LEESBURG, Va. (FOX 5 DC) -- In 1889, Orion Anderson's story was: "They hanged him," but on Wednesday, the community remembered him.
Anderson, who allegedly put a sack on his head and scared a white girl, was jailed but never given the opportunity to go to trial.
A mob of adults broke the 14-year-old out of jail, hanged and shot him at the nearby train depot.
On Wednesday, descendants of Anderson's brother were presented with the permanent marker that documents the spot where Anderson was killed. It tells the story of his life, as well.
"History has written Orion Anderson out, but the community has come together to tell his story," said Michelle Thomas of the Loudoun County chapter of the NAACP. Thomas' research determined that Anderson was 14 when he was killed, despite news reports at the time of his death suggesting he was as old as 20.
Anderson's relatives, who still live in Northern Virginia, say they just found out about his story last week.

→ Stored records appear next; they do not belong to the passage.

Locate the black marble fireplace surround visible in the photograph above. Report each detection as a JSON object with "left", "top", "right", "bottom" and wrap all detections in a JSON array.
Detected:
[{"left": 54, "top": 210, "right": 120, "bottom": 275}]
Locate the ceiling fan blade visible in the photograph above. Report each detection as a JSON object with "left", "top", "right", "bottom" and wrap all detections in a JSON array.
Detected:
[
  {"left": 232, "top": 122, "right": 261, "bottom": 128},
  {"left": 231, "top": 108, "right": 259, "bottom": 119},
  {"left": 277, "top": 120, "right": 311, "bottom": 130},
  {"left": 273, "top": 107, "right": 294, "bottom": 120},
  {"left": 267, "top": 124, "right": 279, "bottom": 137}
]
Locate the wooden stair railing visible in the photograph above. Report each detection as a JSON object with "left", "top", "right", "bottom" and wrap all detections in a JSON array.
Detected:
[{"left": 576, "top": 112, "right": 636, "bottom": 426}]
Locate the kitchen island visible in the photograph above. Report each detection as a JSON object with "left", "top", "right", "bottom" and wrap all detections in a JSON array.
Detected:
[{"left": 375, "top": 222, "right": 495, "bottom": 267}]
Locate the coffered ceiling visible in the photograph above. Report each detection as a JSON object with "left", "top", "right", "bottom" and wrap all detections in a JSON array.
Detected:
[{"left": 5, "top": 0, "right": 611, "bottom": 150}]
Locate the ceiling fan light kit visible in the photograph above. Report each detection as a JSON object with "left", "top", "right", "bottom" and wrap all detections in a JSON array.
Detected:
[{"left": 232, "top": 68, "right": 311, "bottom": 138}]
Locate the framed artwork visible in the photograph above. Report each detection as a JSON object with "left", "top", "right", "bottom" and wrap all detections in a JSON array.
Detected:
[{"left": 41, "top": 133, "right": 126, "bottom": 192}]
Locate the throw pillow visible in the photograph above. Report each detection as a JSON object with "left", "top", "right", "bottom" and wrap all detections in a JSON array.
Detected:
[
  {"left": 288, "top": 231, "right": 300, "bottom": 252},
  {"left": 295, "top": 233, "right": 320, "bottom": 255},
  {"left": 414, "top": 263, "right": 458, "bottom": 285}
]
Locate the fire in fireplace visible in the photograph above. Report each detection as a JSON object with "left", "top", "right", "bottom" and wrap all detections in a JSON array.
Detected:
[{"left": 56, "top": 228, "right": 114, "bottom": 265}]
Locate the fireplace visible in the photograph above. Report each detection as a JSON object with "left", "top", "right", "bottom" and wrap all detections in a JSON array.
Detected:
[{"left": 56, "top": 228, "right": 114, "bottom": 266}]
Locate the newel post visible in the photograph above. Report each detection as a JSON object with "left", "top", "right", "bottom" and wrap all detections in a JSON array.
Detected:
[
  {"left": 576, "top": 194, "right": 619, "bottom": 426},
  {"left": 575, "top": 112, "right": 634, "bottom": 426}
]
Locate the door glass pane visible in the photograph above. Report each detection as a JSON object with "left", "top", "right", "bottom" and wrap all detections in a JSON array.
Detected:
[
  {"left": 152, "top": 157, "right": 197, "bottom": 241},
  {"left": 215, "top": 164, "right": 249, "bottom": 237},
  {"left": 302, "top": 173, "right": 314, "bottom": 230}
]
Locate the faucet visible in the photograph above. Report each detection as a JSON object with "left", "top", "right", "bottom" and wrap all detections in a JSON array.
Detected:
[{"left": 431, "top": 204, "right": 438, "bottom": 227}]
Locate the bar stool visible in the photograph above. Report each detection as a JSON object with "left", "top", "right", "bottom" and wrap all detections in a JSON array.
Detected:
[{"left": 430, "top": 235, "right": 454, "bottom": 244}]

"This is our legacy. This is our history so yes it's a big shock you know to have all this happen to have him recognized," said Michelle Lane, Anderson's relative.
"He just would have been somebody that was lynched, but now this right here, everybody knows who he was," said James Howard, another relative.
The marker to Anderson is the first of three that will be put up to the three victims of documented lynchings in the county.